02. My Brother

869 147 124
                                    

Sesuai dengan permintaannya kemarin, aku berakhir disini. Di kedai kopi yang biasa kita masuki. Mengingat ia yang kemarin mengendap-endap bagaikan seorang penjahat hanya karena ingin menemuiku di depan rumahku, membuatku malas sendiri, malas melihat tingkahnya yang seperti alien itu.

Merengek bagaikan anak kecil yang kehilangan permen kapasnya dengan raut wajah yang dibuat seimut mungkin. Itu agaknya membuatku sedikit geli sebenarnya. Namun, karena ancaman yang ia bilang bahwa tak akan pergi sebelum aku mengiyakan ajakannya itu membuatku benar-benar pergi di hari minggu seperti ini.

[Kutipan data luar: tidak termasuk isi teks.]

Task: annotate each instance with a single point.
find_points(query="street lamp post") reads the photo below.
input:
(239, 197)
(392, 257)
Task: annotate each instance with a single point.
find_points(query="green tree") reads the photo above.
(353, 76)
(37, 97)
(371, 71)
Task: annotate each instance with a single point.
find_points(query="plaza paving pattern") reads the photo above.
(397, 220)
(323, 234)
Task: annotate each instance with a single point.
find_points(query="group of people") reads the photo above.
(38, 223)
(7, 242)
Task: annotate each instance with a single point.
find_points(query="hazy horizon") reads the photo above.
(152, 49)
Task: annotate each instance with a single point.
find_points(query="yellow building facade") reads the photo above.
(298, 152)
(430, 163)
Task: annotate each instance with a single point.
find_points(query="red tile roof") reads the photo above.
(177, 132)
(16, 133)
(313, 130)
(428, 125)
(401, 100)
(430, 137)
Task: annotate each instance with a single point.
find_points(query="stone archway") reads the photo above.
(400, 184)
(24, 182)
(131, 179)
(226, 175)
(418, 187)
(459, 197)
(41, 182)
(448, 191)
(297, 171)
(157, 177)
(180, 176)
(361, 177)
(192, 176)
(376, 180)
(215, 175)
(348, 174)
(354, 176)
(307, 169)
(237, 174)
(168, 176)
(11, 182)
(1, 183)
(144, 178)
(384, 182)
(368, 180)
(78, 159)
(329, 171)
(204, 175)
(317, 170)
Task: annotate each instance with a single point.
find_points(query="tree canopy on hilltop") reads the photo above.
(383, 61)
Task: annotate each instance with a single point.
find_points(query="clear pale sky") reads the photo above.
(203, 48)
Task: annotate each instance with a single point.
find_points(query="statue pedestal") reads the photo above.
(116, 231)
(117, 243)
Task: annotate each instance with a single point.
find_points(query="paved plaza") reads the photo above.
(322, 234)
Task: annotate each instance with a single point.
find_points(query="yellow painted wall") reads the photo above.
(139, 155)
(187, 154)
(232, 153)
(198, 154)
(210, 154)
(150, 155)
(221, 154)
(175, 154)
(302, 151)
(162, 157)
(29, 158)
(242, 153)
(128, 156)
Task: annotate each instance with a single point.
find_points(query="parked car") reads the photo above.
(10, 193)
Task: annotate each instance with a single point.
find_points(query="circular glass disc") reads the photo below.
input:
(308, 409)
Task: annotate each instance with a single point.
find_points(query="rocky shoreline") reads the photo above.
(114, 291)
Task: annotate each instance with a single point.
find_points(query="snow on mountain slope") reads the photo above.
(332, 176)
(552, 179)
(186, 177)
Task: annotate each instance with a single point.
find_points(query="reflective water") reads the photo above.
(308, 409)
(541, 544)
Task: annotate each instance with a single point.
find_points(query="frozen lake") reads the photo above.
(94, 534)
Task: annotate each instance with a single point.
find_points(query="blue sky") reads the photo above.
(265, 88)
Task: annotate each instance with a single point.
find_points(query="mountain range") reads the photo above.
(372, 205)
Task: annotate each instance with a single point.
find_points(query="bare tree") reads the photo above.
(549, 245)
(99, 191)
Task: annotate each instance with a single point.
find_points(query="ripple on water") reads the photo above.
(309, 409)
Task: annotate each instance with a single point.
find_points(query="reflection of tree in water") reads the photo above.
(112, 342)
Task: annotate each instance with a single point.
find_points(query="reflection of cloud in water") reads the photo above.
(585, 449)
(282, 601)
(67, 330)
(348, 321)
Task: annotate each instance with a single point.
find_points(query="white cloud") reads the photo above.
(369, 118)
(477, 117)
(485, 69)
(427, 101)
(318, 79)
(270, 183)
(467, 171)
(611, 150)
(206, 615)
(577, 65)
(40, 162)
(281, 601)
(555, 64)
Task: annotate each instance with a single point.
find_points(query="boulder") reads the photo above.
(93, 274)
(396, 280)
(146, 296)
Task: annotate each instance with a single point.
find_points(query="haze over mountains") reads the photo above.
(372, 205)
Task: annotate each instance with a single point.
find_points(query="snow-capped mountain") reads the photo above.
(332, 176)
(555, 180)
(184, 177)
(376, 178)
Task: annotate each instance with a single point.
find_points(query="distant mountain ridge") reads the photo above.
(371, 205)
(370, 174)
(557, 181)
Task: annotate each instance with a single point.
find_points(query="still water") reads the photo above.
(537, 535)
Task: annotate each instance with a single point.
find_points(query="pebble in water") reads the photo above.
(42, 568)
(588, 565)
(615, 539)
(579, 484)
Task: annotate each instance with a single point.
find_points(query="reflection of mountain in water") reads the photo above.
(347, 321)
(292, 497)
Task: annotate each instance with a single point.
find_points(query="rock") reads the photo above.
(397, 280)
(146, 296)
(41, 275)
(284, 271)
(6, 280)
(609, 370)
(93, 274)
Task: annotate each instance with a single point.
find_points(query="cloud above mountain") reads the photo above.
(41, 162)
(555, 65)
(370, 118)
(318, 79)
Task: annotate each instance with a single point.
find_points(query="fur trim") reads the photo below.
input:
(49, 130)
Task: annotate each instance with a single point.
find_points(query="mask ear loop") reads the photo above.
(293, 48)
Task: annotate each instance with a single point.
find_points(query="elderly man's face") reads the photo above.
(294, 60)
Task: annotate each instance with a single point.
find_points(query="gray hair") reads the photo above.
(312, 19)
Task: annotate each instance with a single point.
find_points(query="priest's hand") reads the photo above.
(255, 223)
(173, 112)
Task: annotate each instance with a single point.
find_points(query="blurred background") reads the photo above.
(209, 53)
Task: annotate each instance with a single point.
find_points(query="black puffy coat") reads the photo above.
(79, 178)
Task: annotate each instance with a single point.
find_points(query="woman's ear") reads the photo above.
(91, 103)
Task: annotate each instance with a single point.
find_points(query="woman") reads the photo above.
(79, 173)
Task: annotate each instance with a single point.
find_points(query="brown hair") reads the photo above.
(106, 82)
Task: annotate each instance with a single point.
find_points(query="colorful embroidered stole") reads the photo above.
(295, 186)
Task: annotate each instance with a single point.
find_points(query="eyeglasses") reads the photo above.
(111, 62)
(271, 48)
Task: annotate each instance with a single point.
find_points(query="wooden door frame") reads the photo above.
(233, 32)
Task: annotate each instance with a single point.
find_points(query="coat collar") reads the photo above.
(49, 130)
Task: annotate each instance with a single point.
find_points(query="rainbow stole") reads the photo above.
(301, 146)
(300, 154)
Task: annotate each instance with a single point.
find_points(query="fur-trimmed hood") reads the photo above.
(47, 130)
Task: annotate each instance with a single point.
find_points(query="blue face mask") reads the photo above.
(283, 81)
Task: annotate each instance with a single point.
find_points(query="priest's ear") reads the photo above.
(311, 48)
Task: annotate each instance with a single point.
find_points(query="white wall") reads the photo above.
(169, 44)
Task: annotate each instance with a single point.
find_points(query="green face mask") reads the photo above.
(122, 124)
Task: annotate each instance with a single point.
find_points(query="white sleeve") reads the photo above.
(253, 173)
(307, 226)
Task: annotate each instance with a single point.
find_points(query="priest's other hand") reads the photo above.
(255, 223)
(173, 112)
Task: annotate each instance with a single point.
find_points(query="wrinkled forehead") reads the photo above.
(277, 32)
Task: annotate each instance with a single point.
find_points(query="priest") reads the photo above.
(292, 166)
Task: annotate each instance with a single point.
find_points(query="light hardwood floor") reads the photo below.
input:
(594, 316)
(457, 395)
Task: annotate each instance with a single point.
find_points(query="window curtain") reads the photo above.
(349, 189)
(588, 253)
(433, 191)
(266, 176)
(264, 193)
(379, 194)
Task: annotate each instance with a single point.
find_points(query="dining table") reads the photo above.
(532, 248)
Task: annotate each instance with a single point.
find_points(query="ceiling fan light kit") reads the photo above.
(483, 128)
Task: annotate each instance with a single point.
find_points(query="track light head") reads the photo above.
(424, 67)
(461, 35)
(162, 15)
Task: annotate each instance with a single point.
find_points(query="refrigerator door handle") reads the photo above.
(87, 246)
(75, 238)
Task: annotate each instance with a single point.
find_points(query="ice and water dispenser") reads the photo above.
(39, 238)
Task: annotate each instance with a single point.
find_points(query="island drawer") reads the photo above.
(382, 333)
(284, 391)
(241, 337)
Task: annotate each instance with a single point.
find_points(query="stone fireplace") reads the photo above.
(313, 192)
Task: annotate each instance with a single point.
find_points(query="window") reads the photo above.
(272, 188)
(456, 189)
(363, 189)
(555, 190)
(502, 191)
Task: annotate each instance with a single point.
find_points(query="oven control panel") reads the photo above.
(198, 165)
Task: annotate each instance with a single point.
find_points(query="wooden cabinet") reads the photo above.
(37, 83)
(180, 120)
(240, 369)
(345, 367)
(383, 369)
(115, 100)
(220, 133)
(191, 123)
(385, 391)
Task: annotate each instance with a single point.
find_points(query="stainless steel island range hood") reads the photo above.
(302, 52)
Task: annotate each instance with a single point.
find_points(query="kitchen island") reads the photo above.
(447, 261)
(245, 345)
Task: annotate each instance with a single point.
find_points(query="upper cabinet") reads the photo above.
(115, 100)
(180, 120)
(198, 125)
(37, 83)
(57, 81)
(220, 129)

Bukannya apa-apa, hanya saja ketika aku benar-benar memasuki rumah dan berjalan ke kamarku, dapat kulihat bahwa dia masih berada di depan rumahku tanpa mau beranjak sedikitpun. Jangan lupakan bahwa aku yang sempat mengusirnya untuk pergi, tapi namanya keras kepala ya tidak bisa diubah.

Hingga berakhirlah aku disini. Kedai kopi dengan nuansa klasik khas tahun sembilan puluhan dengan dinding bercat cokelat yang dipadukan dengan warna hitam dan juga putih.

Aku masih sibuk dengan ponsel yang terus menerus mendapati pesan dan membuatku membalas satu persatu tanpa niat, sebenarnya. Membuatku melupakan kopi latte macchiato milikku hingga tak tersentuh barang sedikitpun.

Jariku yang masih menari diatas benda berlayar sentuh itu menjawab segala pesan yang di seberang sana itu dengan perasaan dongkol setengah mati seketika terhenti begitu ponselku melayang ke udara dengan diapit oleh telapak tangan besar milik temanku di depan sana yang setelah itu ia masukkan di saku celana jeans hitam miliknya.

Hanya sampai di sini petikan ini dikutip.